State Senator Gustavo Rivera on the 2023-2024 New York State Budget

State Senator Gustavo Rivera (D, WF -  Bronx) joined his colleagues in the Senate Majority to vote for the 10 bills of the 2023-2024 New York State Budget. Senator Rivera voted in favor of all bills, including Aid to Localities, Debt Service, Revenue, Capital Projects, State Operations, Legislature and Judiciary, Transportation, Economic Development and Environmental Conservation (TEDE), Public Protection and General Government (PPGG), Education, Labor, and Family Assistance (ELFA), and Health and Mental Hygiene (HMH).


“This budget represents the best agreement we could get due to the Governor’s intransigence. Unfortunately, this is a budget of lost opportunities. I am very grateful to Majority Leader Stewart-Cousins and our entire Democratic Conference for fighting to reduce the harm that many of the Executive proposals would have caused. In the short time that we have left this session, I know that our conference will focus on addressing the concerns of working-class New Yorkers that were not addressed by the Governor’s misguided priorities.

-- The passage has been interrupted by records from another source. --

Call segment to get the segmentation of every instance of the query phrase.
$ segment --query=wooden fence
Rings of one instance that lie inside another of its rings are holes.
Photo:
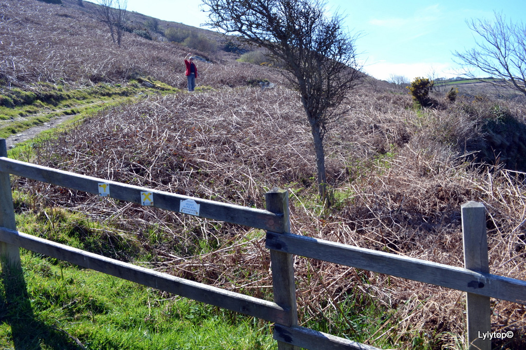
[[[13,174],[94,195],[148,205],[218,221],[265,230],[270,249],[274,302],[234,293],[26,235],[17,231],[9,179]],[[0,140],[0,255],[21,264],[19,247],[68,261],[144,285],[274,324],[279,350],[376,349],[343,338],[299,326],[292,255],[325,260],[466,292],[467,339],[470,349],[491,349],[490,297],[526,304],[526,281],[489,273],[485,208],[462,206],[466,268],[352,247],[292,234],[288,193],[275,189],[266,195],[266,210],[200,199],[57,170],[7,157]]]

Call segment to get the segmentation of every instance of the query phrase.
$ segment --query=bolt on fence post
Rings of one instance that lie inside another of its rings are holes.
[[[267,210],[283,215],[281,231],[276,233],[290,232],[288,191],[275,187],[265,194],[265,199]],[[297,326],[298,306],[292,255],[270,249],[270,264],[274,302],[284,309],[289,309],[290,324],[285,325]],[[278,350],[298,350],[299,348],[288,343],[278,341]]]
[[[7,146],[5,139],[0,139],[0,157],[7,156]],[[16,230],[11,181],[9,174],[2,172],[0,172],[0,226]],[[16,246],[0,242],[0,259],[3,265],[7,263],[11,267],[16,269],[22,267],[20,249]]]
[[[471,201],[461,206],[464,264],[466,269],[489,273],[488,238],[486,234],[485,207],[482,203]],[[483,288],[480,281],[472,282],[473,288]],[[491,332],[491,307],[490,298],[466,293],[468,335],[469,350],[491,350],[489,336],[481,336]]]

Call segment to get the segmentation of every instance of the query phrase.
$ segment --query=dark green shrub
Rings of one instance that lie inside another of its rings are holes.
[[[37,99],[36,95],[31,91],[20,89],[12,89],[0,95],[0,105],[12,108],[16,106],[32,104]]]
[[[225,46],[223,47],[223,50],[226,51],[227,52],[234,52],[234,54],[245,54],[247,52],[247,50],[245,49],[242,49],[237,44],[232,41],[231,40],[228,40],[225,43]]]
[[[165,30],[165,37],[169,41],[183,43],[190,36],[191,31],[177,28],[169,28]]]
[[[457,101],[458,93],[459,89],[457,88],[451,88],[451,89],[446,93],[446,99],[450,102],[454,102]]]
[[[202,51],[205,52],[214,52],[217,49],[217,43],[204,35],[198,35],[192,33],[185,39],[183,44],[191,49]]]
[[[134,34],[137,34],[139,36],[143,37],[145,39],[147,39],[148,40],[153,40],[153,38],[151,37],[150,33],[147,30],[134,29],[133,33]]]
[[[239,61],[263,65],[269,64],[270,59],[261,51],[250,51],[241,55]]]
[[[13,99],[9,96],[0,95],[0,105],[3,105],[8,108],[13,108],[15,107],[15,103],[13,102]]]
[[[413,97],[413,100],[420,107],[428,107],[433,104],[433,100],[429,97],[429,92],[434,82],[427,78],[416,78],[407,88]]]

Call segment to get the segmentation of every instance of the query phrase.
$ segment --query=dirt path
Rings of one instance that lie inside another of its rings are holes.
[[[6,139],[7,149],[13,148],[17,143],[31,140],[37,136],[41,132],[56,128],[66,120],[74,118],[75,115],[76,114],[60,115],[51,119],[41,125],[34,126],[16,135],[9,136]]]

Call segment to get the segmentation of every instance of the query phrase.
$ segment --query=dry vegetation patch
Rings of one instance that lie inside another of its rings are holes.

Instead of directly addressing the severe affordability crisis facing millions of New Yorkers, the Governor prioritized proposals that serve wealthy and powerful interests. Housing costs are the driving factor in the rising cost of living across our state, so we must take action to create an affordable housing market where homeownership is accessible and renters have stability. Yet, Good Cause Eviction was discarded, the minimum wage increase proposal needed by so many was watered down, and the resounding call to tax billionaires and corporations went ignored.

Holding the line on the issues that New Yorkers care the most about does not end with this budget. The Bronx sent me to Albany to advance policies that will keep them in affordable homes, provide services that make our communities safer, and ensure healthcare and stability for every New Yorker. I will remain relentless in fighting for proven solutions and governing in the interest of my neighbors and community.

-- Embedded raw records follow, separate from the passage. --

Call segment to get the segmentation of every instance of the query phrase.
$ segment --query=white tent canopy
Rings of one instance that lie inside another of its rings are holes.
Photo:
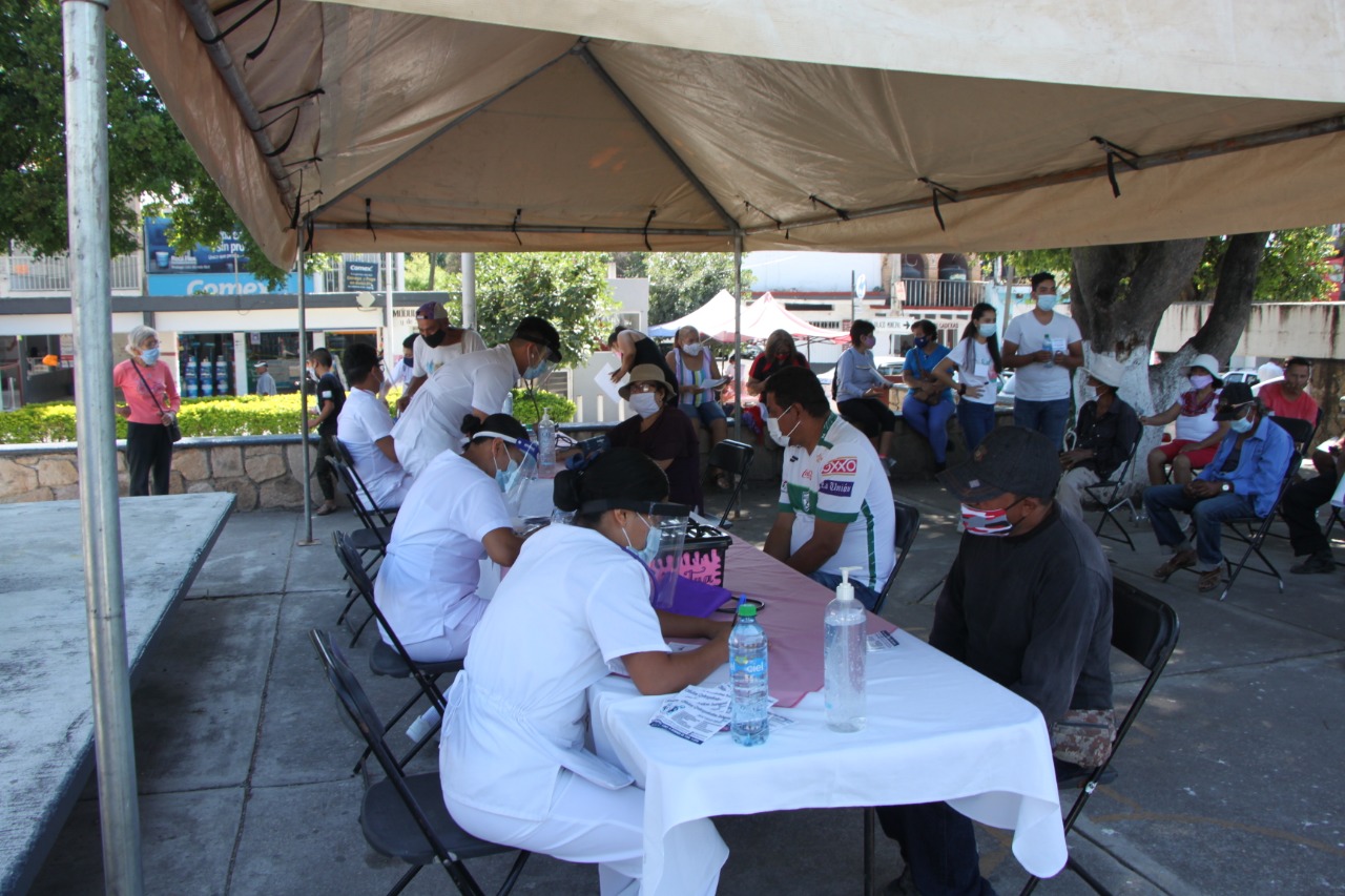
[[[677,331],[682,327],[695,327],[703,334],[710,334],[710,338],[713,339],[713,334],[720,332],[725,327],[729,330],[733,328],[736,304],[733,293],[728,289],[721,289],[714,293],[713,299],[691,313],[683,315],[677,320],[651,326],[648,335],[658,336],[659,339],[670,339],[671,336],[675,336]]]
[[[109,22],[281,265],[305,219],[317,252],[943,252],[1345,207],[1345,7],[1319,0],[137,0]]]

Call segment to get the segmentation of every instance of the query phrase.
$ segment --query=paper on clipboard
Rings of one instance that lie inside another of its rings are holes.
[[[621,406],[621,393],[619,393],[617,389],[620,389],[621,386],[624,386],[625,383],[628,383],[631,381],[631,375],[627,374],[627,375],[621,377],[620,379],[617,379],[616,382],[612,382],[612,374],[615,374],[615,373],[616,373],[616,367],[613,367],[612,362],[609,361],[605,365],[603,365],[601,370],[599,370],[596,374],[593,374],[593,382],[597,383],[599,391],[601,391],[604,396],[607,396],[612,401],[613,405],[616,405],[617,408],[620,408]]]

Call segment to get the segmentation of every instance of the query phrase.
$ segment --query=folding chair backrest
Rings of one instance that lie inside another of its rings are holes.
[[[340,560],[342,568],[346,569],[346,574],[350,576],[350,584],[354,585],[355,591],[364,599],[369,604],[370,612],[373,612],[374,619],[378,620],[379,628],[387,634],[387,638],[393,642],[393,650],[397,655],[402,658],[406,665],[408,671],[420,685],[421,692],[425,697],[434,704],[440,710],[444,709],[444,692],[432,681],[429,675],[421,669],[420,663],[412,659],[410,654],[406,652],[406,647],[402,644],[402,639],[397,636],[393,631],[391,624],[387,618],[383,616],[383,611],[378,608],[378,601],[374,597],[374,583],[369,578],[369,573],[364,572],[364,566],[359,560],[359,550],[351,542],[350,535],[343,531],[332,533],[332,544],[336,546],[336,558]]]
[[[873,612],[880,612],[882,604],[888,603],[888,592],[892,591],[892,585],[897,581],[897,573],[901,572],[901,564],[905,562],[907,554],[911,553],[911,545],[915,544],[916,533],[920,531],[920,510],[912,507],[911,505],[904,505],[900,500],[892,502],[893,510],[896,513],[896,529],[897,537],[893,542],[893,549],[896,550],[897,558],[892,564],[892,572],[888,573],[888,581],[884,583],[882,591],[878,592],[878,600],[873,605]]]
[[[738,502],[738,492],[742,491],[742,483],[746,482],[748,470],[752,468],[753,453],[756,453],[756,449],[752,445],[733,439],[724,439],[710,449],[710,456],[706,459],[706,464],[710,467],[718,467],[734,479],[733,491],[729,494],[729,503],[724,506],[724,515],[720,517],[721,526],[728,522],[729,513],[733,511],[733,506]]]
[[[406,779],[397,764],[397,757],[393,756],[393,751],[383,740],[383,724],[378,720],[378,713],[374,712],[373,704],[369,702],[369,696],[364,693],[363,686],[360,686],[359,679],[355,678],[355,673],[351,671],[346,658],[340,655],[340,651],[331,643],[325,632],[313,628],[308,632],[308,638],[313,642],[317,659],[327,673],[327,683],[336,692],[336,698],[346,712],[350,713],[359,733],[364,737],[364,743],[369,744],[370,751],[378,759],[378,764],[383,767],[383,774],[387,775],[389,783],[391,783],[406,805],[406,811],[416,819],[416,825],[421,829],[426,842],[429,842],[440,860],[453,858],[453,854],[434,834],[434,827],[425,817],[425,811],[420,807],[420,803],[416,802],[416,795],[406,786]]]

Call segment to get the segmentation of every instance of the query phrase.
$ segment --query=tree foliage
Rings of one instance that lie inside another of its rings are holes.
[[[0,238],[38,254],[67,250],[61,4],[0,0]],[[174,195],[204,176],[130,51],[108,35],[112,252],[139,245],[141,194]],[[208,178],[206,179],[208,182]],[[214,184],[211,184],[211,188]]]
[[[733,292],[733,256],[720,252],[623,252],[615,256],[619,277],[650,278],[650,323],[689,315],[721,289]],[[742,272],[744,292],[752,272]]]
[[[611,330],[616,301],[607,256],[585,252],[476,256],[476,327],[487,346],[504,342],[521,318],[546,318],[561,334],[562,366],[588,361]]]

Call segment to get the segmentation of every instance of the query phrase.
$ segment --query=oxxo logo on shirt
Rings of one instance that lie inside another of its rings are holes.
[[[853,476],[859,471],[855,457],[833,457],[822,465],[823,476]]]

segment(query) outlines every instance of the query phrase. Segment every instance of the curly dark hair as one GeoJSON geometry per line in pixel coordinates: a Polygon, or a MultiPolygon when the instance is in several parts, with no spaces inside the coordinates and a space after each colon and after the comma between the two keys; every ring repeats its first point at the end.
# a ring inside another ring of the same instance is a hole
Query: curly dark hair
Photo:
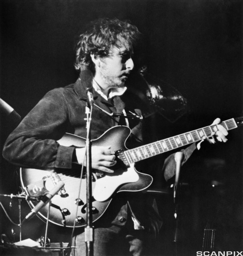
{"type": "Polygon", "coordinates": [[[132,51],[140,34],[136,27],[129,23],[117,19],[108,18],[100,19],[91,22],[85,31],[79,35],[76,44],[74,65],[76,69],[88,66],[94,72],[91,54],[100,57],[107,56],[112,47],[120,47],[124,40],[125,47],[132,51]]]}

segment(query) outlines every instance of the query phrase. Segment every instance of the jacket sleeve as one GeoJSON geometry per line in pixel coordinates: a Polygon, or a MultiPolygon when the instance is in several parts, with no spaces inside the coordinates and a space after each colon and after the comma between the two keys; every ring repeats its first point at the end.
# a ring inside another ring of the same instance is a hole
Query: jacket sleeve
{"type": "Polygon", "coordinates": [[[4,146],[4,157],[22,167],[71,168],[74,148],[56,141],[65,132],[68,117],[61,90],[49,92],[8,136],[4,146]]]}
{"type": "MultiPolygon", "coordinates": [[[[193,143],[185,149],[181,151],[184,154],[184,158],[182,163],[183,165],[187,161],[196,148],[196,143],[193,143]]],[[[172,178],[175,174],[176,165],[175,159],[175,154],[170,155],[165,160],[163,173],[166,181],[172,178]]]]}

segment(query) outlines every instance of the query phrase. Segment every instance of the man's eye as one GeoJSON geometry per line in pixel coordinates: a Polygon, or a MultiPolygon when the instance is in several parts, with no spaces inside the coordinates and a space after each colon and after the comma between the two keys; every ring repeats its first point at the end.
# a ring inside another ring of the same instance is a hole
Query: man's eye
{"type": "Polygon", "coordinates": [[[120,55],[121,57],[121,62],[123,63],[125,63],[131,57],[131,54],[128,53],[122,53],[120,55]]]}

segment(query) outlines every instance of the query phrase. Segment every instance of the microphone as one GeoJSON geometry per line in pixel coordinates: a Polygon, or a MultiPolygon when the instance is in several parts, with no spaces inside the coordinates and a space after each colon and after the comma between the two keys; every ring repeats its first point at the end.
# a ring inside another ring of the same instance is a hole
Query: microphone
{"type": "Polygon", "coordinates": [[[0,110],[10,119],[16,124],[18,124],[21,119],[21,117],[10,106],[0,98],[0,110]]]}
{"type": "Polygon", "coordinates": [[[94,104],[92,89],[91,88],[87,88],[86,90],[86,92],[87,96],[88,106],[90,107],[91,106],[93,106],[94,104]]]}
{"type": "Polygon", "coordinates": [[[184,154],[182,152],[177,152],[175,154],[175,160],[176,166],[176,169],[175,184],[174,184],[174,199],[176,197],[176,193],[177,189],[177,186],[179,181],[180,167],[181,166],[181,162],[184,158],[184,154]]]}
{"type": "Polygon", "coordinates": [[[31,211],[23,220],[21,225],[35,215],[43,207],[51,200],[52,198],[64,186],[64,183],[62,180],[58,182],[56,185],[46,195],[41,197],[41,201],[31,210],[31,211]]]}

After a decade of austerity in the health budget, we could and should have done more to ensure the long-term financial stability of struggling healthcare institutions, particularly our safety net hospitals and community-based health centers. This budget does begin to address the needs of struggling healthcare institutions by implementing historic Medicaid reimbursement rate increases for hospitals, nursing homes, and assisted living facilities, but we must do more.

Another positive development is that amidst a maternal mortality emergency, I’m thrilled we will provide Medicaid coverage for doulas, who make an undeniable impact in keeping pregnant New Yorkers healthy through birth.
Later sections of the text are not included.